In the aftermath of the NCUA’s release of second-quarter data, several interesting pieces made their way to my inbox last week. One analysis that stirred quite a bit of debate came from The Financial Brand, stating that if current merger and closure trends continue, there will be half the number of credit unions in existence two decades from now.
The stat just stands there, neither positive nor negative. It’s simply exhibited naked to the world. The number of credit unions with less than $100 million in assets has declined by more than 2,200 between 2007 and 2012. Meanwhile, the credit unions with more than $1 billion in assets have increased by 71 to 194, but they only represent 2.7% of credit unions. Credit unions under the $100 million threshold represent 79.6% of credit unions, down from 85%, according to The Financial Brand.
The figures are what they are. The only way to change them is to increase the relevancy at the lagging smaller credit unions (and a couple of the larger ones, too) that members apparently feel are irrelevant. Simple denial that many smaller credit unions are unable to serve their members needs isn’t going to fix the problem.
With strong and intelligent leadership and barring extreme situations, nearly every credit union of any size can be healthy. For example, Glatt Consulting’s latest HealthScore showed the top 90th percentile of credit unions averaging $601 million in assets, but the minimum asset size for the healthiest of credit unions (based on 11 different criteria) was just $975,000 in assets. Survival isn’t entirely about having scale–but it sure can help, as the trends of larger credit unions have demonstrated.
The bottom 10th percentile represented just 1% of the assets, so it’s not a huge risk to the insurance fund, but it also represents more than 10% of the industry. Would these 754 credit unions be missed by anyone (other than the employees, unfortunately) if they were gone tomorrow?
The least healthy credit unions aren’t all small, for those who think I pick on them. The largest credit union in this category holds more than $371 million in assets. Size isn’t necessarily the savior.
Conversely, despite the number of smaller credit unions, The Financial Brand found that credit unions’ overall membership growth of 1.5 million or 1.62% has been fueled primarily by the largest 100 credit unions. Approximately 84% of net membership growth occurred at the largest 100 credit unions. More than 30% of credit union members belong to these 100 credit unions, an increase from 28.6% just two years prior. Not surprisingly, these credit unions also represent 45.3% of the industry’s asset growth.
If these credit unions are gaining so many members and assets, it stands to reason some are heading in the other direction. Membership at credit unions with less than $100 million in assets are losing members, to the tune of approximately 1 million per year between 2007 and 2012 (more than 2 million between 2009 and 2010) for a total negative growth rate of 6 million members.
That figure is before accounting for population growth in the U.S., which according to Wikipedia was 0.91% for the 12 months ending July 2011, based on U.S. Census data. That negative 6 million is even worse than it appears. And these credit unions have lost more than $5 billion in assets during that time.
Of course there are many really great credit unions with less than $100 million in assets, but for the others, small or large, negative membership and asset growth is not a sustainable business model.

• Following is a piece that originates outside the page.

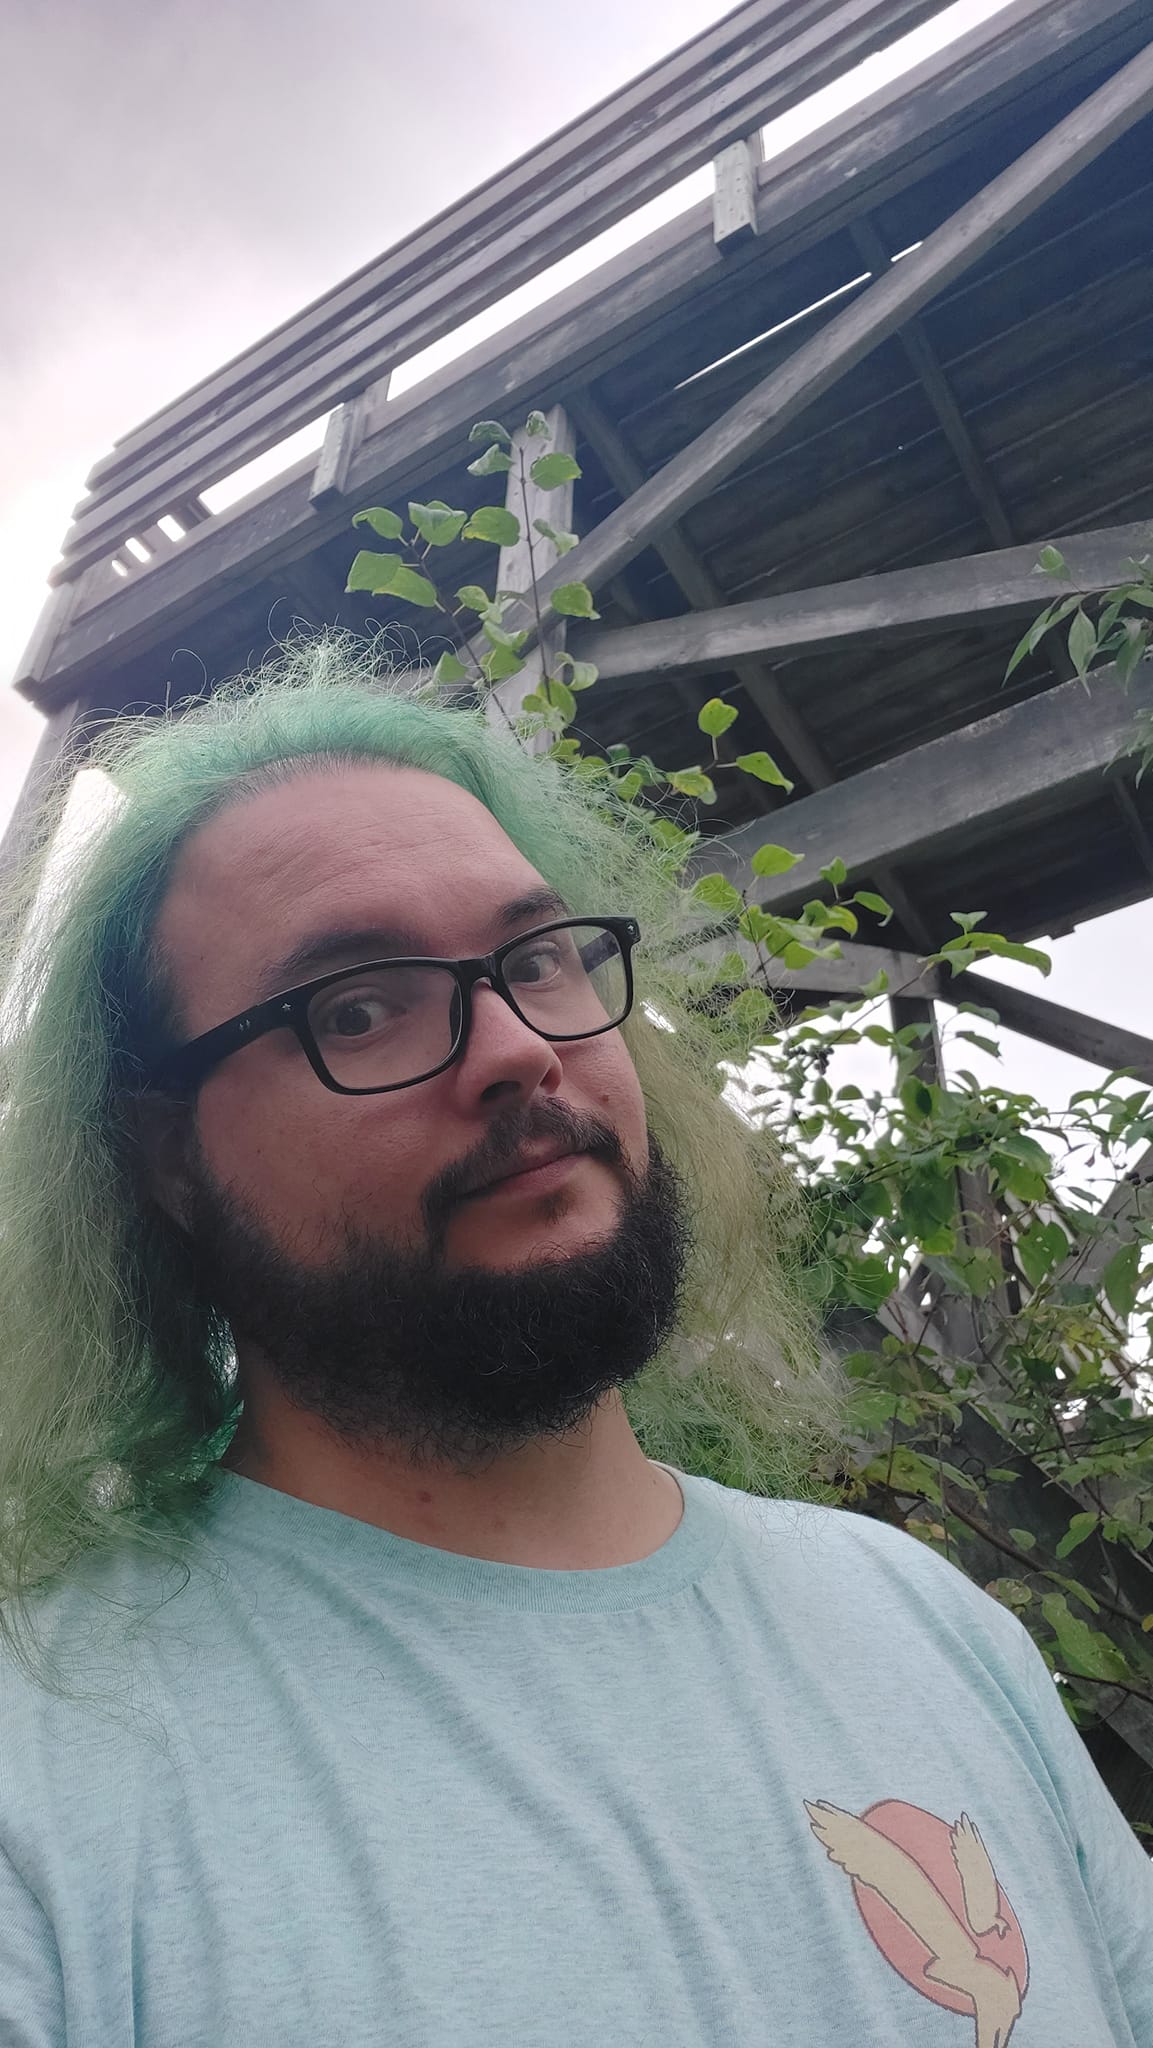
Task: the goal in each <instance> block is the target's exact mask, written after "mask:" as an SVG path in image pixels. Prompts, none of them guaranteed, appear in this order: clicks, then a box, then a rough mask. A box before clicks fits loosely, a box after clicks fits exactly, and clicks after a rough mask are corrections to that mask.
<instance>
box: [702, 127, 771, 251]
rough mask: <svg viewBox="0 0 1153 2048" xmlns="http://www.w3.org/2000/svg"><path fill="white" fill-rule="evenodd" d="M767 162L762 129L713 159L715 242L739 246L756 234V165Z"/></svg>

That doesn’t spell the doom for existing small credit unions. Certainly during that time some grew their way over the $100 million hump, including by merger.
Credit unions of all varieties are necessary to maintain a healthy system. As Ron Shevlin of Aite Group pointed on in his comments posted to Mt. Lehman Credit Union General Manager Gene Blishen’s Tinfoiling.com blog in response to The Financial Brand’s analysis, he refers to all industries and businesses as an ecosystem where symbiotic relationships abound.
The metaphor is particularly apt for cooperative industries where smaller credit unions get advocacy, compliance, back-office and other assistance from larger credit unions and third-party vendors, and smaller credit unions provide the mom and pop feel to take up to members of Congress and talk about legislative and regulatory burden. All are capable of being worthy and need each other.
As an aside, despite the predictions that the branch is dead, the larger credit unions are increasing their branch networks as the rest of the industry decreases its number of branches. In 2012, the number of credit union branches actually decreased for the first time. The Financial Brand rightly surmises that 2011 was the likely peak of the branch.